Sepertinya wanita itu sedikit terkejut mendengar pertanyaan
Jensen, karena ia tidak langsung menjawab pertanyaannya. Barulah sedetik
kemudian ia menjawab, “Kau bisa menghentikannya.”
“Apa…?!”
“Pergilah ke San Cielo. Kalau kau memang berniat untuk
mengakhiri ini untuk selama-lamanya. Tak perlu khawatir, aku akan membantumu.”
Detak jantung Jensen semakin cepat. Dirinya dipenuhi
keraguan. Berulang-ulang terus ia merasa mendengar, apa aku bisa melakukannya?

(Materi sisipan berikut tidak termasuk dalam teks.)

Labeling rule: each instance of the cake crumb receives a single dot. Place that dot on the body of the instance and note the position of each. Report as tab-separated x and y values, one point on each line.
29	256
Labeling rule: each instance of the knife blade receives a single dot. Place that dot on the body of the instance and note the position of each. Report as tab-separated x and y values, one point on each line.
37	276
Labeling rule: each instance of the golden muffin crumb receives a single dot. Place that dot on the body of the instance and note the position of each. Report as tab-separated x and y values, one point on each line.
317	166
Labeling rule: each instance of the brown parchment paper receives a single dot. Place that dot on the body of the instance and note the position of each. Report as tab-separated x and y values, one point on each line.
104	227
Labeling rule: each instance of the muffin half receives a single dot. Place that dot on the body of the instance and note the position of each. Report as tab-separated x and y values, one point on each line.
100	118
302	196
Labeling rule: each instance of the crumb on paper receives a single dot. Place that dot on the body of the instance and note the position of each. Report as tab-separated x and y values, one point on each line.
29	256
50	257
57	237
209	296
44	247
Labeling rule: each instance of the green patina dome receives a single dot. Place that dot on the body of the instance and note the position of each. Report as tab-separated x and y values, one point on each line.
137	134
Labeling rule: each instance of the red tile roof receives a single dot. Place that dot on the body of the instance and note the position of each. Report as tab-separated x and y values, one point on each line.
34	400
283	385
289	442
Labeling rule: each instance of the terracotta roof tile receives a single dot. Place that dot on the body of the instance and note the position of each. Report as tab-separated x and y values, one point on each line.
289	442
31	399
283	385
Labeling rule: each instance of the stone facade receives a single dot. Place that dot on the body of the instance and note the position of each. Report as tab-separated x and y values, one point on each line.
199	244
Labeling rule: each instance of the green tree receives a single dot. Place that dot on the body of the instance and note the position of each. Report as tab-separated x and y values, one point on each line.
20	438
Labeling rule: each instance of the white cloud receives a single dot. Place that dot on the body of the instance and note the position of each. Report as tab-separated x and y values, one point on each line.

Apa aku bisa melakukannya?
“…Baiklah kalau begitu. Aku akan pergi ke sana,” Meski suaranya terdengar gemetar,
Jensen sudah menetapkan keputusannya.
“Ahahaha, bagus, bagus. Dengan ini, semua pemeran telah
berkumpul.”
“Apa maksudmu?”
“Tidak apa-apa, tidak usah kau hiraukan kata-kataku. Yang
penting, professor, kau harus tiba di San Cielo secepatnya, sebelum mereka
menggunakan ‘dia’ lagi untuk menurunkan hujan debu.”
Emosi Jensen mulai meluap lagi, “Aku tahu itu!”
“Ahahaha, bagus kalau begitu. Sampai ketemu di San Cielo,
Professor,” Dengan tawa ceria yang mirip anak kecil, wanita itu mengakhiri
teleponnya.
“Aku akan menghentikannya… Aku harus menghentikannya… Helena…”
Berbicara sendiri, Jensen menetapkan hatinya untuk melakukan
hal yang harus ia akhiri, karena bagaimanapun juga, ialah yang memulai
segalanya.
***
2 Maret, pukul 23.30
Ketika Lyncreya membuka kedua matanya, yang ia lihat adalah
mobil yang terbakar—mobil yang tadinya ia kendarai. Kemudian, ia melihat ke
sekitarnya. Terlihat tubuh rekan-rekannya bergelimpangan, tak bergerak.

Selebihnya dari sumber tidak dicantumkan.